AI
7 min read

How we at Freeday measure Customer Satisfaction at scale

Written by
Published on
August 19, 2025
Share this article
If you intend to use this component with Finsweet's Table of Contents attributes follow these steps:
  1. Navigate the table of contents by selecting any section to jump directly to that part of the article.
  2. To add interactions which automatically expand and collapse sections in the table of contents select the content27_h-trigger element, add an element trigger and select Mouse click (tap)
  3. Click any heading in the table of contents to expand or collapse detailed information within that section.
  4. On mobile devices, the table of contents remains visible but interactions are disabled to ensure smooth scrolling.

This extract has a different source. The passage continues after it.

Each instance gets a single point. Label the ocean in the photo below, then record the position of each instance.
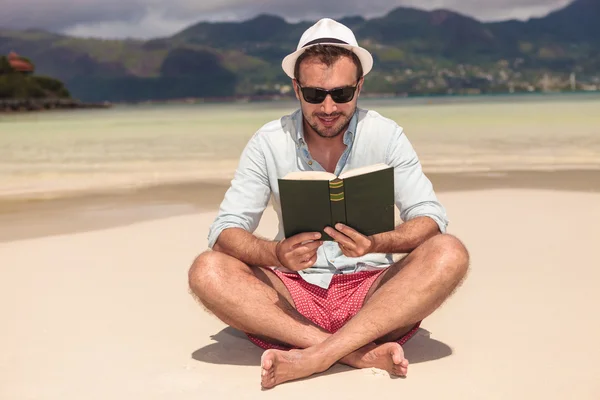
(53, 153)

At Freeday, our digital employees handle a high volume of customer conversations every single day, across chat, email and voice. They help customers schedule mechanic appointments, answer questions, recommend holiday destinations, create support tickets, and more.

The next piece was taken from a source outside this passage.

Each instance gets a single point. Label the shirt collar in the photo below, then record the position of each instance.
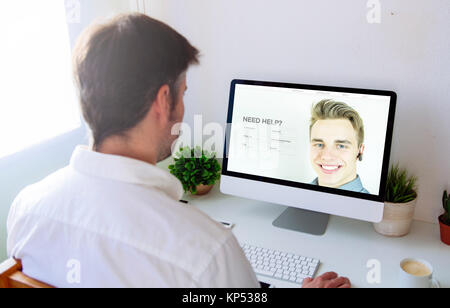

They’re fast, tireless, and consistent. But like any member of your support team, they carry your brand in every interaction. Which raises the essential question:

How do we know they’re doing a good job?

The Survey Blind Spot

Customer Satisfaction (CSAT) surveys are one of the most widely used ways to measure support quality. After a conversation, customers are asked to rate their experience, typically on a scale from 1 (very dissatisfied) to 5 (very satisfied), with an optional comment or thumbs up/down.

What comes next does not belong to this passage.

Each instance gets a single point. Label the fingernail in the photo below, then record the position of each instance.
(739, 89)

The problem isn’t that CSAT is bad. In fact, with 10–15% response rates, it’s actually better than many other survey-based metrics. The problem is that the majority of customers, 85–90%, don’t respond at all.

What about all those silent conversations? We have no direct feedback, no score, and often no idea whether the customer left happy, neutral, or frustrated.

And even when customers do respond, there’s another challenge:

  • Scores often sit at the extremes: the very happy or the very unhappy.
  • It’s hard to know why someone gave a particular score, especially if they left no comment.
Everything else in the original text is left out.